Overly long but stately samurai epic, When the Last Sword is Drawn is based on an epic novel by Jiro Asada. At the centre of the story is Kanichiro Yoshimura (Kichi Nakai), a warrior steeped in the traditions of his forefathers but one who finds it difficult to make ends meet.
History is one thing, but it doesn't put food on the table for his wife and family, so when Yoshimura decides to leave the honourable brotherhood to work as a hired, ahem, sword for the Shinsen-gumi, his peers see it as an abject betrayal of their ways and centuries-held beliefs. Saito (Koichi Sato) is a particularly reckless member of the Shinsen-gumi and rarely misses an opportunity to provoke Yoshimura or get involved in a ruck.
However, as their respective destinies and the encroaching tide of modernisation changes the physical and moral landscape around them, Saito begins to realise that Kanichiro's forced rejection of his values is the very definition of honour.
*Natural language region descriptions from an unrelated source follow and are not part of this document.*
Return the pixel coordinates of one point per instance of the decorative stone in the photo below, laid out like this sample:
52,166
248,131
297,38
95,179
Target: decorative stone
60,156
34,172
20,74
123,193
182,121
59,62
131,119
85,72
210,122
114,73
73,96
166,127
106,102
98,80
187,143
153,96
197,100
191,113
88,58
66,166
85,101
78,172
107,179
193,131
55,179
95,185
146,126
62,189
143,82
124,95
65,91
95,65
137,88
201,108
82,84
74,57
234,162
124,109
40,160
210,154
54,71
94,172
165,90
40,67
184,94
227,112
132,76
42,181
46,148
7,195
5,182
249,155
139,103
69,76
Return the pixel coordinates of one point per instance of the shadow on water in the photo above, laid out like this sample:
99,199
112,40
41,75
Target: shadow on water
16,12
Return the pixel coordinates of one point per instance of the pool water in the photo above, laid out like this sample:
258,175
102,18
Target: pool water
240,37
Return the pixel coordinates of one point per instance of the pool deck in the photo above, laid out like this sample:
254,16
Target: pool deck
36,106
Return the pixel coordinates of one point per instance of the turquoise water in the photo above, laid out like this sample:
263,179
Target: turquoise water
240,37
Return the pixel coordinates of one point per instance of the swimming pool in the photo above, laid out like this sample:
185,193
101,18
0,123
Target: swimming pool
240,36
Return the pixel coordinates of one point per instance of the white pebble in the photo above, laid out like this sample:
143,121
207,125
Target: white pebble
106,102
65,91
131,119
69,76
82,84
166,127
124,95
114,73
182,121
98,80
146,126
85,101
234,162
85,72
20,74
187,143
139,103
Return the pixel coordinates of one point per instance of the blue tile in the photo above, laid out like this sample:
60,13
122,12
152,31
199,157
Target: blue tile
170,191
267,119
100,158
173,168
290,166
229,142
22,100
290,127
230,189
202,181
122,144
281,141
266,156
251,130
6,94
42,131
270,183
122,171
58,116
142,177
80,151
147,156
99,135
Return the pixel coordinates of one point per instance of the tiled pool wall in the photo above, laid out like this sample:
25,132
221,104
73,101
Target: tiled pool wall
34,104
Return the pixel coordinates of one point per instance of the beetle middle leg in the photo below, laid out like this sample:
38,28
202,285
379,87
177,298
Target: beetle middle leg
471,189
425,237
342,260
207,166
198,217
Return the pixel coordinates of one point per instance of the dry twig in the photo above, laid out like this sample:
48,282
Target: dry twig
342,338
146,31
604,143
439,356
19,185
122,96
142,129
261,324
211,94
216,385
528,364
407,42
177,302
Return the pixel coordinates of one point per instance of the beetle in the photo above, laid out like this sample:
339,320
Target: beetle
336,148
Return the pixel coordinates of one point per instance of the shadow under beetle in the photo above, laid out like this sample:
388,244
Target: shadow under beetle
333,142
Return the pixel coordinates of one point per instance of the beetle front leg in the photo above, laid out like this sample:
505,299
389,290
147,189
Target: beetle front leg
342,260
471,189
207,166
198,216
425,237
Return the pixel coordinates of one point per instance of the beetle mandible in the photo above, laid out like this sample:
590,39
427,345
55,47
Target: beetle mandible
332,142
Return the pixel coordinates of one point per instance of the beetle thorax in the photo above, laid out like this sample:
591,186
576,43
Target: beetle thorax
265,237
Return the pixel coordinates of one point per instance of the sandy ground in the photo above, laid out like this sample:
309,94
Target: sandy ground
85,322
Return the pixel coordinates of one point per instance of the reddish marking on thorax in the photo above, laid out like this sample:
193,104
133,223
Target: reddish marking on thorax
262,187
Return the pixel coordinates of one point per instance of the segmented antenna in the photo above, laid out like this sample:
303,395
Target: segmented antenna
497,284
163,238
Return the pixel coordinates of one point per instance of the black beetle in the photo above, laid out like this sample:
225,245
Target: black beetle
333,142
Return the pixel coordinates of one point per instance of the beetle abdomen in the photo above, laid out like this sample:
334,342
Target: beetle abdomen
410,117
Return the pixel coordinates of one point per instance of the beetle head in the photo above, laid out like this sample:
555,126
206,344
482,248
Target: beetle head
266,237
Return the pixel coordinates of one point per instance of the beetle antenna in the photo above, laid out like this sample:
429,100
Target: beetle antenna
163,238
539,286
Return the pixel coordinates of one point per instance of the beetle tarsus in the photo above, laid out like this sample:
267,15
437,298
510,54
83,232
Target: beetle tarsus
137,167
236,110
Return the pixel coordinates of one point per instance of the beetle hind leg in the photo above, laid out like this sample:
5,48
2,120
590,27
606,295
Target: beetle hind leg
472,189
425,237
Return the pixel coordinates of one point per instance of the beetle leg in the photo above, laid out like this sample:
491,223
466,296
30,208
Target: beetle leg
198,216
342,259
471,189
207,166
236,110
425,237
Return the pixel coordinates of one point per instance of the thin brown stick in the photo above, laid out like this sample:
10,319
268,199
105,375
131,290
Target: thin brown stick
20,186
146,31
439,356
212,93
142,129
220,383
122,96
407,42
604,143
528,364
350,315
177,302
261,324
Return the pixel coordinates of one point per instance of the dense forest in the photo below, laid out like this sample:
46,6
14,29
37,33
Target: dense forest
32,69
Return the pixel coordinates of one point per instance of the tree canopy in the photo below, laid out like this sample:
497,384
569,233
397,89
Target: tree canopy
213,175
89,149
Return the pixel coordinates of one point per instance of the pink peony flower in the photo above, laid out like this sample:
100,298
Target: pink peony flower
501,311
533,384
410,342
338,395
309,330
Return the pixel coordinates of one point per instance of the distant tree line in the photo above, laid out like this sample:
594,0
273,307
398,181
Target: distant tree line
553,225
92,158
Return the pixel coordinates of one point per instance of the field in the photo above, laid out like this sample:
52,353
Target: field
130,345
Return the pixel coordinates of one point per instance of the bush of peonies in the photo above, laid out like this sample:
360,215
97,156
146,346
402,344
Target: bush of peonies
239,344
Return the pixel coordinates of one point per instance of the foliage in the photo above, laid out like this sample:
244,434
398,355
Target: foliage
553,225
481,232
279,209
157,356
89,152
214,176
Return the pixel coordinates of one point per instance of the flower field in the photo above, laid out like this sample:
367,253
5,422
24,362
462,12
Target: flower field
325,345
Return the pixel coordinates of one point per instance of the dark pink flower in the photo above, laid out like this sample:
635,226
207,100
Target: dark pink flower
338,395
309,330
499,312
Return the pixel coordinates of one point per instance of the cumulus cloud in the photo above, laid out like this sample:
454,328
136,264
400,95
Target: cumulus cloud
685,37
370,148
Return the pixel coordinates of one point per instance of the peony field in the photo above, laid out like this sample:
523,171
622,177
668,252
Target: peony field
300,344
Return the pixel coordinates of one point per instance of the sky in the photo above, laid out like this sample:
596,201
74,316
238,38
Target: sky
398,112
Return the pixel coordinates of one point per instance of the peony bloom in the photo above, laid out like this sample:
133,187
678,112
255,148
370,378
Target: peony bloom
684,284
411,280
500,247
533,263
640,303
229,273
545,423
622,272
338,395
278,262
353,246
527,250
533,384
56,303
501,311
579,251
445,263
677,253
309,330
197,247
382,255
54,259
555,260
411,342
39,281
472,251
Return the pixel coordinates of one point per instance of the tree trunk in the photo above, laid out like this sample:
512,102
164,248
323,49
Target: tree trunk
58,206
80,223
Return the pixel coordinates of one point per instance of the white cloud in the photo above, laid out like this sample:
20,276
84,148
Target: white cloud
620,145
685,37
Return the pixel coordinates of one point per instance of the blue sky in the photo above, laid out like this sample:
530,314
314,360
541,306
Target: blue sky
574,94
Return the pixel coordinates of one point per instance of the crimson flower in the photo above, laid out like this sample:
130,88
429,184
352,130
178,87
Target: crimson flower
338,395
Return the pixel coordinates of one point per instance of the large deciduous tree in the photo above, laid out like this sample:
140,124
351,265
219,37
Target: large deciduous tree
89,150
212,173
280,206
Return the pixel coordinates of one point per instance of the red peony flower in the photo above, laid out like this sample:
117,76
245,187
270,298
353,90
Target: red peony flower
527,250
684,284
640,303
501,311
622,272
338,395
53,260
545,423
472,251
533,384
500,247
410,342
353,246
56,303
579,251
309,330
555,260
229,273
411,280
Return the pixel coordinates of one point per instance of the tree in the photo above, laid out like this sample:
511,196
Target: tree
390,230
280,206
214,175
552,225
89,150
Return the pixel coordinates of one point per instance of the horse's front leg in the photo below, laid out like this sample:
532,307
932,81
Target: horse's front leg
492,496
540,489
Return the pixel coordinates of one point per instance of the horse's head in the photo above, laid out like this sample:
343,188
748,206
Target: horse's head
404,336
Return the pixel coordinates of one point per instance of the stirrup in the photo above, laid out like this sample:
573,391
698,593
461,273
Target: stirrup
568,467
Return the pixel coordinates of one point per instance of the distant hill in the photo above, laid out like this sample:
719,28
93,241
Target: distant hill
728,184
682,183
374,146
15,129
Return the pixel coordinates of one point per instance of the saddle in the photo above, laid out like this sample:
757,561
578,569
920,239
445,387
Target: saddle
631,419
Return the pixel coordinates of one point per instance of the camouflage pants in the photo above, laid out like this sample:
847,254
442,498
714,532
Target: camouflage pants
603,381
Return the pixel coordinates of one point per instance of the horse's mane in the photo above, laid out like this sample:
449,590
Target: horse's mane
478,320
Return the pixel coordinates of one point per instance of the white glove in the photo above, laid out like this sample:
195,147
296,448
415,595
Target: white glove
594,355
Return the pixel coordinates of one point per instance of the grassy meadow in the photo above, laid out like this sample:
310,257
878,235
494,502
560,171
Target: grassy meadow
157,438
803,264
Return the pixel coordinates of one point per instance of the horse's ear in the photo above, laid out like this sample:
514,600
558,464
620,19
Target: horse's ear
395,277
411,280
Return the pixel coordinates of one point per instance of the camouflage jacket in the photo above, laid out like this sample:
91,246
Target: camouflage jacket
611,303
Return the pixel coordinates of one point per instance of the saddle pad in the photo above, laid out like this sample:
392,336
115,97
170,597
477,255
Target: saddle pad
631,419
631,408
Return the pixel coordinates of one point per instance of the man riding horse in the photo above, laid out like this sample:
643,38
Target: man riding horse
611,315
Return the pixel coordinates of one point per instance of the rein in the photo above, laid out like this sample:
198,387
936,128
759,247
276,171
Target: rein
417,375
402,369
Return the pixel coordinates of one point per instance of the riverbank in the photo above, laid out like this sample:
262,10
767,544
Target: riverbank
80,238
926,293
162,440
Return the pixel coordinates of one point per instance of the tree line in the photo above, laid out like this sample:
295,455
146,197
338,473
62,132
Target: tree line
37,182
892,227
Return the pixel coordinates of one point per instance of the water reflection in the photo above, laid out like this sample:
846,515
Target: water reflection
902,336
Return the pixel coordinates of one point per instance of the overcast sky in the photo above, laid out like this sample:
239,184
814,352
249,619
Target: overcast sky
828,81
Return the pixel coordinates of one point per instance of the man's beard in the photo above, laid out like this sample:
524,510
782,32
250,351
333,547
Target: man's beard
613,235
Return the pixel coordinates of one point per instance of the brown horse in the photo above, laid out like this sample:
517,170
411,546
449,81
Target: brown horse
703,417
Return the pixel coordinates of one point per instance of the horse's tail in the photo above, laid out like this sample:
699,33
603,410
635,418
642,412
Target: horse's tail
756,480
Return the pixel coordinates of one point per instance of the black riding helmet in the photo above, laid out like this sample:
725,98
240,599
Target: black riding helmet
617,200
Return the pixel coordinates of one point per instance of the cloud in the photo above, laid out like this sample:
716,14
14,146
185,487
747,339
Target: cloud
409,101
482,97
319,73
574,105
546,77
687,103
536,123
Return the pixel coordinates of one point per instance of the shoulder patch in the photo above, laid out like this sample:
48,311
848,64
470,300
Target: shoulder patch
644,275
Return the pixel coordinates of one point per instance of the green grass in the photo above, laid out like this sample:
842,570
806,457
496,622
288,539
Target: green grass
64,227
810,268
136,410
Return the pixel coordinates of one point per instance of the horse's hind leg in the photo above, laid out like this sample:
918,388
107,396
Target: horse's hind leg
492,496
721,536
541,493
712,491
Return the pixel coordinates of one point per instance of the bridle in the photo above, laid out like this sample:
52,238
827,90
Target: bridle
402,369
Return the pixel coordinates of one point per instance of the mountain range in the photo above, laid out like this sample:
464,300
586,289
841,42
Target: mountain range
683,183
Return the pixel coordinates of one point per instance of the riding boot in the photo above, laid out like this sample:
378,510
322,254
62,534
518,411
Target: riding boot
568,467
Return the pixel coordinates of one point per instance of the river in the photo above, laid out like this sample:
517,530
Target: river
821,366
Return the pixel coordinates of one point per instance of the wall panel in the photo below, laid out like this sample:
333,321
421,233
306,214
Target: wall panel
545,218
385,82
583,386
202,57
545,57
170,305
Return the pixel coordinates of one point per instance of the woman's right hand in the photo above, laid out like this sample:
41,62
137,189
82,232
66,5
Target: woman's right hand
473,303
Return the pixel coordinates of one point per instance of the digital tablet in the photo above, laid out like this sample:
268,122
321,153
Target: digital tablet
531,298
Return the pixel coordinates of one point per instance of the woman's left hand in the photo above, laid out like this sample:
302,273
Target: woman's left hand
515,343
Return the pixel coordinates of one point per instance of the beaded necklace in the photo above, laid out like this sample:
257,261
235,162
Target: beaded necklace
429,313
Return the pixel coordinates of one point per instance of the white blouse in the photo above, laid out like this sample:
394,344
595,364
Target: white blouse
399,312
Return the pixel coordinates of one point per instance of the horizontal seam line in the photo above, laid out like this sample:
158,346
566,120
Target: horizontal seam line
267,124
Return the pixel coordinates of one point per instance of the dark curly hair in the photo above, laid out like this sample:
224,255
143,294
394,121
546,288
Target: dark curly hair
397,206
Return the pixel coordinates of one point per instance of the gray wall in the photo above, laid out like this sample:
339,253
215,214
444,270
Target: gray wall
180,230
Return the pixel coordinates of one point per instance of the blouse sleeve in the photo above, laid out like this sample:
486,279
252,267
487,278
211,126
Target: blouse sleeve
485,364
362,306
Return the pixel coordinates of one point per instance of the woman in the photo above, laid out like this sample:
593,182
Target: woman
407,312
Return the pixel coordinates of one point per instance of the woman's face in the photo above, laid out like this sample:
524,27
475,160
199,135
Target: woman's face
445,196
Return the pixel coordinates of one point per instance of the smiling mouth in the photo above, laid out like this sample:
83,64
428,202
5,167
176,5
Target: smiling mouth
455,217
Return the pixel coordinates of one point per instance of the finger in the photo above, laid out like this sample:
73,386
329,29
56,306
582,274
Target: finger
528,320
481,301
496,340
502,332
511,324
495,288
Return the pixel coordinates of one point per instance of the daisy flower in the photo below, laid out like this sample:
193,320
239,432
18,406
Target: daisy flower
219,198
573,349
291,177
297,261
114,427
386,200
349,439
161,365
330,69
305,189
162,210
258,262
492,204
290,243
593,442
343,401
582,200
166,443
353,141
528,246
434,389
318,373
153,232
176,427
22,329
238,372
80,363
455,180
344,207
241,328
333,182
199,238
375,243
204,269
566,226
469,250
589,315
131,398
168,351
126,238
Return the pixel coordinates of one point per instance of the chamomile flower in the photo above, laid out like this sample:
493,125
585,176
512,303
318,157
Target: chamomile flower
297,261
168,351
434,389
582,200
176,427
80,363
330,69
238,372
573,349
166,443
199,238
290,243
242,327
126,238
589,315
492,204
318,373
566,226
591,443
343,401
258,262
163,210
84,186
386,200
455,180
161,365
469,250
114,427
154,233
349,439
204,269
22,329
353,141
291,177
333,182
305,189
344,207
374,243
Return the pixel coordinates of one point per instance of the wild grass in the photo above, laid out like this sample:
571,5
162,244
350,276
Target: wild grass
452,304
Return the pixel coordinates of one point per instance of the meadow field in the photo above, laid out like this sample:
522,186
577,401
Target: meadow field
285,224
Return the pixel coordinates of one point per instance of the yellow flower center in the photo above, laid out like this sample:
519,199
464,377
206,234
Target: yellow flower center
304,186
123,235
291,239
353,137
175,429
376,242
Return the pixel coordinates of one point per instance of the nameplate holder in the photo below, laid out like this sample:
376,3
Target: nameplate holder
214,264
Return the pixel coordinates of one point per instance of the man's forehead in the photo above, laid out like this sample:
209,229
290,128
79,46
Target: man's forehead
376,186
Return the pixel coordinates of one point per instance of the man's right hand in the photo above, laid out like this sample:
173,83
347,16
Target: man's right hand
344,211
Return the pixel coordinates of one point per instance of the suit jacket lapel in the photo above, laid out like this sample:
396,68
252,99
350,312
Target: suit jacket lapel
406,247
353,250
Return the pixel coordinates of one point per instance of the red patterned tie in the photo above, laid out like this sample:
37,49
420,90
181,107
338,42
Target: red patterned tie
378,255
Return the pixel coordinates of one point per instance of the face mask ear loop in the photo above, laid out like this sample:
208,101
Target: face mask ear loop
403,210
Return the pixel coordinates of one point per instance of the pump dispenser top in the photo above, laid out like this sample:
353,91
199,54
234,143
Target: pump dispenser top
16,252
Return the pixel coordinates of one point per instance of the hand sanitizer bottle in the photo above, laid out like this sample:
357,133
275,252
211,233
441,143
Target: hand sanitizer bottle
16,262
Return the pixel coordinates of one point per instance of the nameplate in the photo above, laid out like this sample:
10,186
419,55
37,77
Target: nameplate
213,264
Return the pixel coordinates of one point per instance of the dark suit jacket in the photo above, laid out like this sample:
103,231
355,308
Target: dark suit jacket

Gorgeously filmed, the rather violent When the Last Sword is Drawn overstates its case a trifle and perhaps could have done with some loosening up. Still, even if director Yojiro Takita approaches the subject matter with a little too much reverence, there's a quiet dignity at the heart of When the Last Sword Falls that is impossible to dismiss. In other words, The Last Samurai, it ain't.